The Pennington Chair is housed in the Bob R. Jones Wildlife Research Institute, which was formed to further research in the management of wildlife interests at and near the Bob R. Jones-Idlewild Research Station.

The primary interest of the institute is to focus on problems and seek solutions to those problems that limit, confound or decrease the ability of wildlife to flourish in the Florida parishes as well as throughout Louisiana.

Current research includes work on deer herd health – both wild and captive – upland game-bird management and restoration, forest management for wildlife and environmental manipulation for wildlife.

The institute’s goal is to provide science-based information wildlife enthusiasts, private landowners, corporate landowners and others in the area wildlife and habitat management. The mission is to use applied scientific methodology to solve problems faced by wildlife managers and other interested parties in the state of Louisiana.
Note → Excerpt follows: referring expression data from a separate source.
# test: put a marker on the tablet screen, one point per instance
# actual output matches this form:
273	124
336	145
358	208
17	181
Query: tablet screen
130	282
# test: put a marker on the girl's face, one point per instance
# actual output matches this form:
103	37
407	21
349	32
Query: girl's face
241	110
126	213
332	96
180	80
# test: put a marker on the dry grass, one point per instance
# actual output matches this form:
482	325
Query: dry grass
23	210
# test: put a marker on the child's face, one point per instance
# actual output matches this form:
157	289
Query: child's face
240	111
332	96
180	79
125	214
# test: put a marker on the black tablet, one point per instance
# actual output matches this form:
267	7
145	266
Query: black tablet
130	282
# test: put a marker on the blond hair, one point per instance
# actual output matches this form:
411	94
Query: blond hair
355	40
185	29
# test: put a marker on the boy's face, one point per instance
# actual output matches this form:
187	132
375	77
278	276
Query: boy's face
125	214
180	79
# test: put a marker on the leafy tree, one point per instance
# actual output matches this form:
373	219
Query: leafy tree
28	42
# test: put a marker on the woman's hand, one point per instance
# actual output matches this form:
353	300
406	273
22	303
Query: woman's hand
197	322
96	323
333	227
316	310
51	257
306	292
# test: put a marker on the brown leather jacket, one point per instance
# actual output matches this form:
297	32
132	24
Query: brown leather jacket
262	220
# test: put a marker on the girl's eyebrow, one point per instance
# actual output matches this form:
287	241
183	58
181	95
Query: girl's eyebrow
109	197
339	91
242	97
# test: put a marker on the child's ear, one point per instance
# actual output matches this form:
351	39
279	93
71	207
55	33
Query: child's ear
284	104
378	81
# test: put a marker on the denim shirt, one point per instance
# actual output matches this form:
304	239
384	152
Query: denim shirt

“We need your support and enthusiasm,” Ann Reiley Jones told the audience at the reception. “And we need the LSU AgCenter.”

Jones is a member of the institute’s board and the daughter of Bob R. Jones, after whom the research station and institute are named.

Approximately 29 percent of Louisiana’s available land is leased for hunting, and hunting leases have tripled in the past 15 years, giving rural timber owners an immediate source of income.

AgCenter administrators also say game ranching in Louisiana is flourishing – with 250 licensed white-tailed deer farmers and 30,000 acres behind high fences for such purposes. Since 2001, the number of licensed deer farmers has increased by 140 percent and fenced acres have increased 400 percent.

Such game farming enterprises were among the connections that led to the donation to the AgCenter, said Dearl Sanders, resident coordinator at the research station.

“The driving force behind the donation was Daryl Pennington, grandson of C.B. and Irene Pennington,” Sanders said. “He is a strong supporter of wildlife research, being an avid hunter and fisherman.”